Erma fece una breve pausa e poi continuò: «Yasuo Maru è uno degli uomini più ricchi al mondo. La sua ‘creatura’, la Water Enterprise, controlla a oggi circa il venti per cento delle riserve idriche sul nostro pianeta. Potete bene immaginare che cosa questo voglia dire. Di fatto, Maru agisce in situazione di monopolio per un bene essenziale come l’acqua: nessun altro fornitore privato raggiunge percentuali superiori al due per cento dell’intero fabbisogno mondiale.
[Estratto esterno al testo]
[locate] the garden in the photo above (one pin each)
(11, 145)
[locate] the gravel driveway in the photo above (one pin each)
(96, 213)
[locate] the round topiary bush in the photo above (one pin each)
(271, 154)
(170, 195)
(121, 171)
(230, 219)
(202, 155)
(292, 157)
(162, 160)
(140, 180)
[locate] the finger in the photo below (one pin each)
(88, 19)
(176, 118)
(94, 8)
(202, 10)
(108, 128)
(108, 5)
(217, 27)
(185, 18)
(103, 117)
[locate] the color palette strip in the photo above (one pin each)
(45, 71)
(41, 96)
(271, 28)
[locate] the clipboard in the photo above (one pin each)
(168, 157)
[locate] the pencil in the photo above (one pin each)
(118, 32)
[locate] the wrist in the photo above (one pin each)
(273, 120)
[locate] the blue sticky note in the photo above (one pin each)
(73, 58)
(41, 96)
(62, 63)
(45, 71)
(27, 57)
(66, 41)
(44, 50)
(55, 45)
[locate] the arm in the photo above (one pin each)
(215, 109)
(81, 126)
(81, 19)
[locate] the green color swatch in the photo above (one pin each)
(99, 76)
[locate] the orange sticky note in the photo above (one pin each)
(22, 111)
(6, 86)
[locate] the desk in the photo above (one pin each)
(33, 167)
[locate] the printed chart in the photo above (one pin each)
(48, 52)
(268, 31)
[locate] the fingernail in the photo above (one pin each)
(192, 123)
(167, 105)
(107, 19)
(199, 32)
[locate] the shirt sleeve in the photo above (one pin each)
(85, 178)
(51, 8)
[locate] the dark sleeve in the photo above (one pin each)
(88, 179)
Per fare un semplice paragone, nei grandi gruppi industriali a capitale frammentato, un pacchetto del quattro o cinque per cento garantisce il controllo della società. E questo Signore delle Acque — così è chiamato Yasuo Maru — controlla addirittura i fabbisogni idrici, e quindi la sopravvivenza, di quasi due miliardi di persone e di innumerevoli industrie e attività. I metodi utilizzati da Maru per arrivare a questo livello, inoltre, sono del tutto discutibili: si va dalle intimidazioni nei confronti delle dirigenze di gruppi che poi sono stati acquisiti dalla Water Enterprise a scalate borsistiche, fino a qualche sparizione o incidente sospetto capitato a chi si opponeva alle vantaggiose offerte del Signore delle Acque. Yasuo Maru e i suoi uomini travolgono ogni cosa con l’impeto di un bulldozer e certo non è interesse dello Stato di Israele far entrare nel proprio territorio una società come quella giapponese, anche se il nostro rapporto si dovrebbe concludere al termine del periodo contrattuale. Noi abbiamo il sospetto che questa sia una prima mossa per introdursi, con buone credenziali, all’interno delle strutture dello Stato. Una volta accolta, la Water Enterprise potrebbe diventare un partner insostituibile per le istituzioni, fino a rappresentare, di fatto, l’unico socio di riferimento in grado di garantire la sopravvivenza di Israele. Non sto andando troppo lontano con la fantasia: quello che denuncio è un pericolo reale e imminente, dato che siamo già in ritardo con l’assegnazione dei lavori, secondo il bando di gara. C’è poi un altro aspetto che mi rende inquieto: siamo ormai quasi certi che Yasuo Maru appartenga alla Yakuza».